My only beef with the iX’s cabin is iDrive 8. While it’s more advanced than iDrive 7, the new iDrive 8 system is starting to become frustrating. Its lack of physical climate controls is infuriating and its digital gauges are still pretty weak compared to other brands’. There’s a lot to like about iDrive 8, such as its menus and useful app screen, but the all-digital climate controls are maddening. If you’re sitting still, they’re fine. But on the move, they’re confusing and require taking your eyes off the road to operate.
Still, I forgive its iDrive shortcomings because the iX’s cabin is a wonderful place to spend hours in. On the highway, it’s Rolls-Royce-quiet, visibility is mostly excellent, and its sense of space makes it incredible relaxing. I’d use it as a lounge if I owned one. Seriously, I’d go sit in it, in my driveway, with a beverage of choice, and get away from the noise of life. It’s lovely.
More Power is Always Welcome
While it’s hard to tell the difference between the BMW iX M60 and the iX xDrive50, in terms of straight-line acceleration, I’ll never say no to more power. Under the skin, the iX M60 uses two electric motors to make 610 horsepower and and 811 lb-ft of torque. OK, so the full 610 horsepower is only available in short bursts but, when it’s fully deployed, hang on. It might not have a ludicrous mode, cheetah mode, goblin mode, or whatever other cutesy name makes Elon Musk feel trendy, but it’s still plenty fast.
Stomp the go-pedal in the iX M60 and you’ll almost lose your lunch. It’s a violent, effortlessly smooth gut punch of electric torque and it’s very fun the first few times you use it. After that, the novelty of stomach-churning acceleration wears off and it just becomes a really good tool for zipping in and out of traffic.
However, because electric cars all accelerate so similarly, the xDriv50 feels much the same. I never once thought the iX xDrive50 felt slow and no customer will, either.
Same Great Ride and Handling
The BMW iX M60 is actually a shockingly comfortable car. Despite its large wheels, the iX M60 rides beautifully and very few road imperfections make it into the cabin. It’s genuinely Rolls-Royce-like. Surely, then, if it’s big and comfy, it can’t be fun, right?
Well, yes and no. Obviously, the iX M60 isn’t a sports car, despite its badges.
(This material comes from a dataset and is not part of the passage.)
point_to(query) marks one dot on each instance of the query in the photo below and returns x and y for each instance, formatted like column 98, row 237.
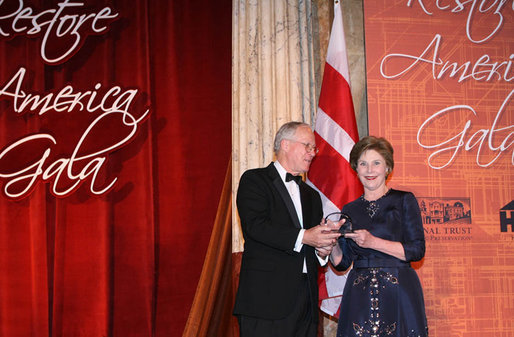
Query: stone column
column 273, row 80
It’s very clear that comfort is its main priority. But BMW did a good job of injecting joy into its driving experience anyway. Its steering is among BMW’s best, with nice weight off center, giving you an idea of what the front wheels are doing, and front end accuracy is far better than you might expect. It’s sharp, direct, and immediate. It’s no M5 CS but it’s certainly fun for a luxury car. Should a twisty road happen upon you, the iX M60 can certainly take advantage of it.
The only downside of driving the iX quickly is its steering wheel. While it looks cool, squircle steering wheels are just annoying to hold. It’s called a steering wheel, wheels shouldn’t have points. But that’s a very minor gripe.
In isolation, the BMW iX M60 is a deeply impressive car, one that should keep rival brands’ engineers up at night, wondering how they’re going to beat it. However, so too is the BMW iX xDrive50 and I have a hard time figuring out what the iX M60 does that its less expensive sibling doesn’t. It’s sort of an M Performance car in name only, as its differences are barely perceptible. So unless you jus really need to own the best of the best version of everything, the BMW iX xDrive50 is the way to go.